For the reasons set forth above, the motion is granted, without prejudice to respondents to commence a proceeding pursuant to Executive Law §632-a (6)4 to seek the issuance of a preliminary injunction restraining the payment of trust principal to Cohen upon the termination of the trust (Matter of New York State Crime Victims Board v. Harris, 68 AD3d 1269 [3d Dept 2009]; New York State Off. Victim Servs. v. Murray, 2011 NY Slip Op 32218U [Sup Ct, Albany County 2011]).

Pursuant to SCPA 2222-a, the clerk of the court will provide notice to the Office of Victim Services that Cohen is the remainderman/beneficiary of a terminating trust under the will of Michael Cohen. The court further directs that no payment shall be made to Cohen for thirty days following the termination of the trust.

This constitutes the decision and order of the court.

1. This section governs the nonjoinder and misjoinder of parties.

2. The division of the Nassau County Attorney's office interested in the account is the Nasssau County Attorney Crime Victims Project (the Crime Victims Project), for reasons explained more fully below.
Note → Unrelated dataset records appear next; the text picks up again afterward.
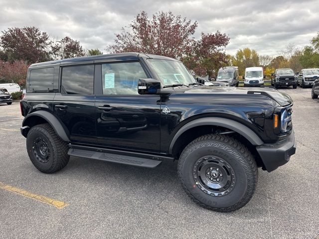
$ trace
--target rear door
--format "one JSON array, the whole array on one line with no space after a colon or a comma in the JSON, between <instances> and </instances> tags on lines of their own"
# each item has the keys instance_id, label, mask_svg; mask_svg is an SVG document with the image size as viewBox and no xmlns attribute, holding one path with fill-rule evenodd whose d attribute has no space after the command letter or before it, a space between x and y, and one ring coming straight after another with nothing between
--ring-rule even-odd
<instances>
[{"instance_id":1,"label":"rear door","mask_svg":"<svg viewBox=\"0 0 319 239\"><path fill-rule=\"evenodd\" d=\"M95 79L98 144L120 150L159 152L160 97L138 93L139 79L150 76L139 62L99 67L96 72L100 77Z\"/></svg>"},{"instance_id":2,"label":"rear door","mask_svg":"<svg viewBox=\"0 0 319 239\"><path fill-rule=\"evenodd\" d=\"M94 67L92 64L60 68L60 90L54 97L53 111L73 142L96 142Z\"/></svg>"}]
</instances>

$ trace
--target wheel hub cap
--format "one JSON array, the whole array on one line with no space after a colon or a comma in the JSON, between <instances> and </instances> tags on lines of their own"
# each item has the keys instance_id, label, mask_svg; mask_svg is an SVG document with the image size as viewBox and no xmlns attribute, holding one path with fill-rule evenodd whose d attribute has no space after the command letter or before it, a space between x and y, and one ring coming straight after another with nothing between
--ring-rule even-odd
<instances>
[{"instance_id":1,"label":"wheel hub cap","mask_svg":"<svg viewBox=\"0 0 319 239\"><path fill-rule=\"evenodd\" d=\"M215 156L199 159L193 167L197 187L212 196L222 196L232 191L236 183L234 171L225 160Z\"/></svg>"}]
</instances>

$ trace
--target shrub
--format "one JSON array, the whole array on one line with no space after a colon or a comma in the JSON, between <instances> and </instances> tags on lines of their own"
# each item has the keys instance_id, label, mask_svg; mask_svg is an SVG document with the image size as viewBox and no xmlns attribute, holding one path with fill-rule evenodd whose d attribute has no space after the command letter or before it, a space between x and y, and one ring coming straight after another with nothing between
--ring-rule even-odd
<instances>
[{"instance_id":1,"label":"shrub","mask_svg":"<svg viewBox=\"0 0 319 239\"><path fill-rule=\"evenodd\" d=\"M22 97L22 92L13 92L11 93L12 99L13 100L20 100Z\"/></svg>"}]
</instances>

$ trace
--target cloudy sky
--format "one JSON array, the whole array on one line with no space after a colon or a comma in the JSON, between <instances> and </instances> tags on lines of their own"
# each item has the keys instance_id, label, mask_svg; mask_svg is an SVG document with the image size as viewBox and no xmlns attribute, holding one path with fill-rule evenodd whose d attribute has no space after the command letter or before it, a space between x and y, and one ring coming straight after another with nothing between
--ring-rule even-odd
<instances>
[{"instance_id":1,"label":"cloudy sky","mask_svg":"<svg viewBox=\"0 0 319 239\"><path fill-rule=\"evenodd\" d=\"M276 55L288 43L302 48L319 31L319 0L0 0L0 31L35 26L58 38L68 35L102 51L142 10L170 10L198 22L194 35L229 35L226 52L244 47Z\"/></svg>"}]
</instances>

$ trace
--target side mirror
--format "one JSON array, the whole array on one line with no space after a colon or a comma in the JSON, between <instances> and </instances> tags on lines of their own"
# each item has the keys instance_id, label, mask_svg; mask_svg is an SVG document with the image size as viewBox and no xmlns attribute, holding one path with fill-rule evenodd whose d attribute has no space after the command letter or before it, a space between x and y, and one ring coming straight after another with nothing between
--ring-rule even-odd
<instances>
[{"instance_id":1,"label":"side mirror","mask_svg":"<svg viewBox=\"0 0 319 239\"><path fill-rule=\"evenodd\" d=\"M138 92L140 95L156 94L160 89L160 82L154 79L139 79Z\"/></svg>"}]
</instances>

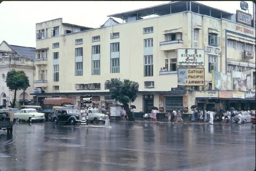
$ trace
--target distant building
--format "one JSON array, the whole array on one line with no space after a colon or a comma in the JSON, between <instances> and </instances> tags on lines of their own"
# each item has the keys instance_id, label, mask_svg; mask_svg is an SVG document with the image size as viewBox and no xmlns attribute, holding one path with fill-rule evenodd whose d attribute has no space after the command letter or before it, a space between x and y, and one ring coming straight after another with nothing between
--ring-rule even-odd
<instances>
[{"instance_id":1,"label":"distant building","mask_svg":"<svg viewBox=\"0 0 256 171\"><path fill-rule=\"evenodd\" d=\"M255 109L255 29L247 23L250 20L237 20L235 14L192 1L108 17L123 23L110 18L105 26L90 28L57 18L36 24L34 85L42 91L32 94L38 102L63 96L79 105L81 96L88 94L95 105L106 105L113 99L105 83L118 78L138 83L138 96L132 103L135 112L150 112L156 106L164 112L179 108L189 114L193 105ZM179 70L191 74L178 80ZM223 83L221 88L219 80L214 89L212 71L226 78L233 71L249 70L254 81L248 94L229 86L225 92L227 86Z\"/></svg>"},{"instance_id":2,"label":"distant building","mask_svg":"<svg viewBox=\"0 0 256 171\"><path fill-rule=\"evenodd\" d=\"M14 96L14 92L10 90L5 82L7 73L12 69L23 71L28 77L30 87L25 92L25 102L33 99L30 94L33 92L35 67L33 60L36 57L34 48L24 47L8 44L3 41L0 44L0 105L10 105ZM16 107L22 104L23 90L17 91Z\"/></svg>"}]
</instances>

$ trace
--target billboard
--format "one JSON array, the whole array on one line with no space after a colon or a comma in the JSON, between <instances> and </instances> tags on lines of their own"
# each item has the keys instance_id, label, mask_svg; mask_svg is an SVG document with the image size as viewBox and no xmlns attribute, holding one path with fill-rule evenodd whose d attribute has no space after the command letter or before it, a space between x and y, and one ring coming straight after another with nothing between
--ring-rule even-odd
<instances>
[{"instance_id":1,"label":"billboard","mask_svg":"<svg viewBox=\"0 0 256 171\"><path fill-rule=\"evenodd\" d=\"M204 49L195 48L177 49L178 65L204 66Z\"/></svg>"},{"instance_id":2,"label":"billboard","mask_svg":"<svg viewBox=\"0 0 256 171\"><path fill-rule=\"evenodd\" d=\"M242 72L232 71L231 76L233 90L244 92L251 91L253 87L252 70Z\"/></svg>"},{"instance_id":3,"label":"billboard","mask_svg":"<svg viewBox=\"0 0 256 171\"><path fill-rule=\"evenodd\" d=\"M221 72L212 70L212 90L231 90L231 77Z\"/></svg>"},{"instance_id":4,"label":"billboard","mask_svg":"<svg viewBox=\"0 0 256 171\"><path fill-rule=\"evenodd\" d=\"M204 68L179 68L178 85L204 86Z\"/></svg>"}]
</instances>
3. The Lawyers' Fund for Client Protection of the State of New York is under the auspices of the New York State Attorney General and is administered by a Board of Trustees appointed by the New York State Court of Appeals. It was established under Chapter 714 of the Laws of 1981 to promote the good name of the legal profession by reimbursing losses resulting from the dishonest conduct of lawyers admitted to the New York Bar.

4. Executive Law §632-a (6) is better known as The Son of Sam Law. It is intended to provide an opportunity for crime victims to recover compensation from the convicted criminal.